Given a integral domain $D$, can every non-zero, non-unit element be written as a product of finite number of primes? Since an integral domain is just a generalization of the integers, I feel like this should be possible, but at the same time, things are not exactly so clear or even obvious in algebra so I am just not sure.
Note: an element $p$ is defined to be prime if it is nonzero, non unit and if p divides ab, then p divides a or p divides b.
Interesting. Since a general $D$ is no longer necessarily the integers, you have to say what you mean by prime, as well as the fact that $D$ might have its own different definition of multiplication.
Pretty clear that you're referring to the "fundamental theorem of arithmetic".
We do, I believe, have something pretty similar happening in the ring $D[x]$, of polynomials in the single variable $x$, which turns out to be an integral domain itself.
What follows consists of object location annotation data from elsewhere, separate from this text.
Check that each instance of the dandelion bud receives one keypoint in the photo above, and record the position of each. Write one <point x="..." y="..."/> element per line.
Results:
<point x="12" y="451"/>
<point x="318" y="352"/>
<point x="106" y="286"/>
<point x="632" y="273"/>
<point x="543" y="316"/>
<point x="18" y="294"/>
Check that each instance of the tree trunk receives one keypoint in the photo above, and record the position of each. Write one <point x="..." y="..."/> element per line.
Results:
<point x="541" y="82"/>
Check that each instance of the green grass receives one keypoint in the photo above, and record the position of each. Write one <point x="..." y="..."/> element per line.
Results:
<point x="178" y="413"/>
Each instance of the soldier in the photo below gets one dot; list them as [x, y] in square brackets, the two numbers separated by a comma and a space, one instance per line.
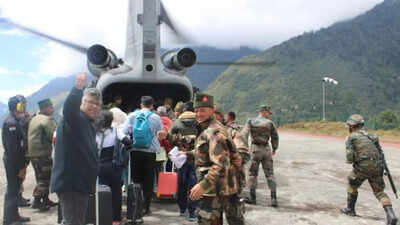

The analog of primes would be irreducible polynomials. Those are polynomials that can't be factored into products of lower degree polynomials.
But, in general, $D[x]$ need not be a UFD, or a unique factorization domain. Thus it won't always be possible to factor into irreducibles uniquely.
However, if we start with a field $\Bbb F$, we do indeed get a UFD for $\Bbb F[x]$.
Turning it back down a notch, I probably should have started with whether or not $D$ itself is a UFD. Then, there's prime ideals, which may be considered to sort of generalize the primes.
Suffice it to say that this story is only the beginning, and that, as you hinted, algebra can be a very elaborate subject. Enjoy your studies!